A new Perspective on Breakfast: Steel Cut Oatmeal
Breakfast has always been my favorite meal of the day. When my alarm would go off at 5:50am during my high school years, I would drag my groggy self out of be, get dressed, and head down to the breakfast table for a big bowl of cereal. Mmmm, mmmm, good!
I loved any kind of cereal you put in front of me, from Fruit Loops to Mini Wheats to Kellog’s Just Right. I considered cereal to be a food group, and to my mom’s annoyance (and likely, to her worry for my health as well), would often choose to eat cereal for lunch and dinner as well. True story.
And, I’m sorry, did you say oatmeal for breakfast? Yuk! And if I had to eat it, I would either eat the sugar laden Quaker Oats maple and brown sugar flavored instant oatmeal, or plane old fashioned oats with equal parts oatmeal and brown sugar.

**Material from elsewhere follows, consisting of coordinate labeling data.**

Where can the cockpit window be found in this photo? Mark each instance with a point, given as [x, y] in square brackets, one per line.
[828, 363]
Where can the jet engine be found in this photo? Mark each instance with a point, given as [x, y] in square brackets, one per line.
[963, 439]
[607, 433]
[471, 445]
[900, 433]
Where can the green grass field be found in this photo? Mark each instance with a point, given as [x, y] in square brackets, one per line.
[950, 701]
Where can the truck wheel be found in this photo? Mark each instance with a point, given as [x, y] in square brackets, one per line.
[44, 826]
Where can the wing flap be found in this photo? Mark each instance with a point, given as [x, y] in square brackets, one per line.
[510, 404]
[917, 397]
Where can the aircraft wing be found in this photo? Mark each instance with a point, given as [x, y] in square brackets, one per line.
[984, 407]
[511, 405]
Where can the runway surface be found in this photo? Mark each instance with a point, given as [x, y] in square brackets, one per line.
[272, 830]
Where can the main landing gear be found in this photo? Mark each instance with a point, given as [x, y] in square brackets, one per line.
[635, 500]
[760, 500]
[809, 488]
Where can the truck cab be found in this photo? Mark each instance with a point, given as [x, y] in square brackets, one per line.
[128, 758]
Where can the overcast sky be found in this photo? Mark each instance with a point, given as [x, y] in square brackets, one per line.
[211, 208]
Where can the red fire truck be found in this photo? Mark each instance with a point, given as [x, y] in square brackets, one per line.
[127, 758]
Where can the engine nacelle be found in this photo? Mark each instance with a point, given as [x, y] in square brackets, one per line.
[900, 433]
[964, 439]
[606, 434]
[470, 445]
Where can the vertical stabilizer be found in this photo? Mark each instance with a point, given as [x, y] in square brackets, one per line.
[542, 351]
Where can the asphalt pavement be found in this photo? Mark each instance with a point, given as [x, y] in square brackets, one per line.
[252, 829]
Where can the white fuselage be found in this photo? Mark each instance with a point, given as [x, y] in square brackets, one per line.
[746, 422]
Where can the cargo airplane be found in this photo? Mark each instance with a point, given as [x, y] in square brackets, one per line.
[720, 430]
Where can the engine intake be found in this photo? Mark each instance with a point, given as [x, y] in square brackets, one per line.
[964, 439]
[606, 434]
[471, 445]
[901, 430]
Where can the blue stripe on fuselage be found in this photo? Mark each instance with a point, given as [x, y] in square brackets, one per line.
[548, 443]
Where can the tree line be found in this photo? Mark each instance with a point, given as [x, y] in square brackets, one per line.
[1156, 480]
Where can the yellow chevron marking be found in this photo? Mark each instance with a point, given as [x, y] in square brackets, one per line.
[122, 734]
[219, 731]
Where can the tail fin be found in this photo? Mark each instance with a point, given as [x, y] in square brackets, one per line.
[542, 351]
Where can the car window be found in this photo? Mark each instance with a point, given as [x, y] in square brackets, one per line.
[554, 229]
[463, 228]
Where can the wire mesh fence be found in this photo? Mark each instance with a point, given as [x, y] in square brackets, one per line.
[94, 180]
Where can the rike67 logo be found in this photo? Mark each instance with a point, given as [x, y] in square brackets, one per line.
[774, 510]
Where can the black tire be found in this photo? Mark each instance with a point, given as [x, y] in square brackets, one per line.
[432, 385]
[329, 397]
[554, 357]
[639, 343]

Now that I’m an adult (*gasp*) I am much more health conscious. After listening to all the recent reports about sugar, reading Dr. Mark Hyman’s The Blood Sugar Solution, and taking stock of how I actually feel after consuming sugar, I know I need to get a hold and refine my taste buds.
Cereals just have too much sugar in them, and the ones that don’t, well, I don’t seem to be buying them.
My happy medium?
Steel cut oatmeal with almond milk. I dress it up in 2 ways, depending on how I’m feeling that day:
1. With raisins, walnuts and cinnamon
2. With sliced bananas, pecans and cinnamon
I may know that sugar is not amazing for me (and is arguably toxic), but I’d be lying if I told you I was going to completely give it up. Instead, for breakfast, I’m just using foods that natural have sugars in them, like fruits, in order to get my fix and satisfy my sweet-seeking taste buds.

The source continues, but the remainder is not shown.